I do not know how Denominator[1/p+q] will behave. I find this simple example
In[1]:= expr1 = 1/(a + I b) + c + I d;
Denominator[expr1]
Out[2]= 1
In[3]:= Numerator[expr1]
Out[3]= 1/(a + I b) + c + I d
In[4]:= {LeafCount[expr1], LeafCount[expr1[[1]]] + LeafCount[expr1[[2]]],
LeafCount[Denominator[expr1]] + LeafCount[Numerator[expr1]]}
Out[4]= {168640, 168639, 167369}
The first total is 1 less than the leaves in expr1 because the Plus has been removed. The second total appears to be missing 1271 items so I am concerned about your multiplying and dividing by conjugate of denominator.
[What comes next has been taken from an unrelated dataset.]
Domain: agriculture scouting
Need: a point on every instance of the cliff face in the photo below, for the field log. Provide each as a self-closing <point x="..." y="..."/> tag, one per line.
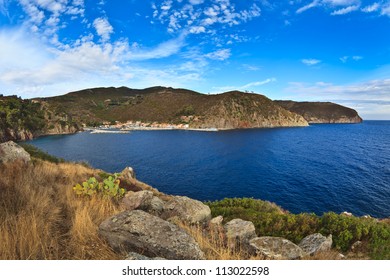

I suppose it might be possible that the Numerator and Denominator are somehow rearranging the expressions to end up with fewer leaves, but I would verify that the results are correct before using them.
My apologies for making any error. If you can explain what I did incorrectly I would appreciate it.
I do not think Conjugate[Denominator[expr1]] * Numerator[expr1] should be real, but I had hoped that this would provide a rapid method of extracting the real and complex parts. I would verify your calculation on a smaller example to see if this is correct.
I do not know how to interpret your using Chop, everything I was doing was intending to be exact calculations.